More importantly, Mozambique’s climate is hot and humid, and demining dogs might not adapt well to the conditions. When dogs arrive in Africa, they are susceptible to virus infections, making it unfavorable for demining projects. Hiring demining dogs not only requires significant funds but also involves complicated medical treatment and settling arrangements, making it impractical for impoverished Mozambique. They needed an alternative solution.
At this point, the attention shifted to the Gambian pouched rat. Through various animal experiments, the Gambian pouched rat demonstrated exceptional agility and a sense of smell comparable to dogs. Crucially, these rats could be trained and directed purposefully through feeding. Hardworking and well-trained Gambian pouched rats, with a length of 0.75 meters, are widespread in Africa and the Americas. They have a gentle temperament, excel at finding and storing food, and possess a sensitive sense of smell.
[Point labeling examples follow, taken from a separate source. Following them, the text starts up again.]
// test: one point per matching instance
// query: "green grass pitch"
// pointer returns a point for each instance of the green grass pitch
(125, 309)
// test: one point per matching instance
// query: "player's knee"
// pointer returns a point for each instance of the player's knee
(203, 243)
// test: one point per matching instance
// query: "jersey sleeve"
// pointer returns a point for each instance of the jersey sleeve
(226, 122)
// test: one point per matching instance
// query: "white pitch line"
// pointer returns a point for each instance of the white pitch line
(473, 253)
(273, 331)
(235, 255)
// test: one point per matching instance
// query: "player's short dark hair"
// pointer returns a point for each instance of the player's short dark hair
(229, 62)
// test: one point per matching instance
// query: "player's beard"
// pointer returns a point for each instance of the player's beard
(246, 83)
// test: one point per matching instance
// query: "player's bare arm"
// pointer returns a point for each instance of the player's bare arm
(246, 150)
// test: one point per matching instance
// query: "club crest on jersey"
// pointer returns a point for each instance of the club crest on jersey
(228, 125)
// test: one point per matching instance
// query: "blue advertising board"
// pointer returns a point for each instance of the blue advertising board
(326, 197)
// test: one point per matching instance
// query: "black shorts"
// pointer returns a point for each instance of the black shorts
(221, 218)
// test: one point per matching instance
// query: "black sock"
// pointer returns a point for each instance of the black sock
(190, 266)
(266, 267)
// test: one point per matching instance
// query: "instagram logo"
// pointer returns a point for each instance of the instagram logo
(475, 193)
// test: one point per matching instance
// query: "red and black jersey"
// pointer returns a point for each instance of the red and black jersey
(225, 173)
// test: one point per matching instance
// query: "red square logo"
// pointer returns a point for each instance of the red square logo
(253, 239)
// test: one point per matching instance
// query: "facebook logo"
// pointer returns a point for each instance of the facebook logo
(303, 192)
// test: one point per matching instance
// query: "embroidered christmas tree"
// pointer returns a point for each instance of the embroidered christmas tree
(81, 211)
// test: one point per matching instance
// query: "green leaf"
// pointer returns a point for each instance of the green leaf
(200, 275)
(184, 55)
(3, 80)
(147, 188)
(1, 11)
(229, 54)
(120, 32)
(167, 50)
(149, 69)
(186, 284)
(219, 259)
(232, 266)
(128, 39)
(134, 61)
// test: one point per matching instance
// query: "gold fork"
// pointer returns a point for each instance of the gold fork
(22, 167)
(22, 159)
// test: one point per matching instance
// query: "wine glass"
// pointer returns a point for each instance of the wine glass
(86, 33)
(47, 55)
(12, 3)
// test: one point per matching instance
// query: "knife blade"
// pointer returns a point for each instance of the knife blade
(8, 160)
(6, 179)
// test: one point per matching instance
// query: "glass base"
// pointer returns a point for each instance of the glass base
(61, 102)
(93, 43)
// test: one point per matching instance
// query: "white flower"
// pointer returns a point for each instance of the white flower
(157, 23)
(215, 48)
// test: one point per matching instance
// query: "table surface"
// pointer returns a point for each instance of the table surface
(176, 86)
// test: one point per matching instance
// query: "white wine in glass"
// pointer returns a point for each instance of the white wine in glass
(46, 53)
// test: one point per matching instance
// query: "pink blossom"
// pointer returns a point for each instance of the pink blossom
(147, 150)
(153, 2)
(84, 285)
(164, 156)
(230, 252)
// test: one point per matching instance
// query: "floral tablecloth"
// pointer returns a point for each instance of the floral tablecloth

Gambian pouched rats proved to be a novel and effective demining solution for Mozambique. Locals focused on training these rats, rewarding them with ample food for each successful demining task. The rats displayed agility and cuteness during demining, quickly digging the ground with their front limbs upon detecting the smell of TNT explosives underground. This allowed demining personnel to easily identify the exact locations of the landmines. Compared to demining dogs, Gambian pouched rats were more agile, required less food, and adapted well to the local environment, equipped with antibodies to resist various bacteria and viruses in Africa(quotes from resopp-sn).
Who would have thought that the adorable and gentle Gambian pouched rat would be a master at demining, accurately locating buried mines and swiftly digging the ground to inform personnel of their exact positions?